Mechanisms of carboplatin- and paclitaxel-dependent induction of premature senescence and pro-cancerogenic conversion of normal peritoneal mesothelium and fibroblasts.

ABSTRACT

Carboplatin (CPT) and paclitaxel (PCT) are the optimal non-surgical treatment of epithelial ovarian cancer (EOC). Although their growth-restricting influence on EOC cells is well known, their impact on normal peritoneal cells, including mesothelium (PMCs) and fibroblasts (PFBs), is poorly understood. Here, we investigated whether, and if so, by what mechanism, CPT and PCT induce senescence of omental PMCs and PFBs. In addition, we tested whether PMC and PFB exposure to the drugs promotes the development of a pro-cancerogenic phenotype. The results showed that CPT and PCT induce G2/M growth arrest-associated senescence of normal peritoneal cells and that the strongest induction occurs when the drugs act together.
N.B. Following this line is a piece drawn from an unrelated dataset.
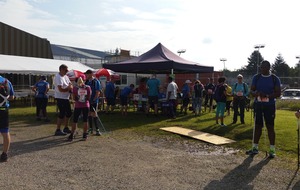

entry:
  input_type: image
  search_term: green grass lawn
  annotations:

PMCs senesce telomere-independently with an elevated p16 level and via activation of AKT and STAT3. In PFBs, telomeres shorten along with an induction of p21 and p53, and their senescence proceeds via the activation of ERK1/2. Oxidative stress in CPT + PCT-treated PMCs and PFBs is extensive and contributes causatively to their premature senescence. Both PMCs and PFBs exposed to CPT + PCT fuel the proliferation, migration, and invasion of established (A2780, OVCAR-3, SKOV-3) and primary EOCs, and this activity is linked with an overproduction of multiple cytokines altering the cancer cell transcriptome and controlled by p38 MAPK, NF-κB, STAT3, Notch1, and JAK1. Collectively, our findings indicate that CPT and PCT lead to iatrogenic senescence of normal peritoneal cells, which paradoxically and opposing therapeutic needs alters their phenotype towards pro-cancerogenic. It cannot be excluded that these adverse outcomes of chemotherapy may contribute to EOC relapse in the case of incomplete tumor eradication and residual disease initiation. © 2023 The Pathological Society of Great Britain and Ireland.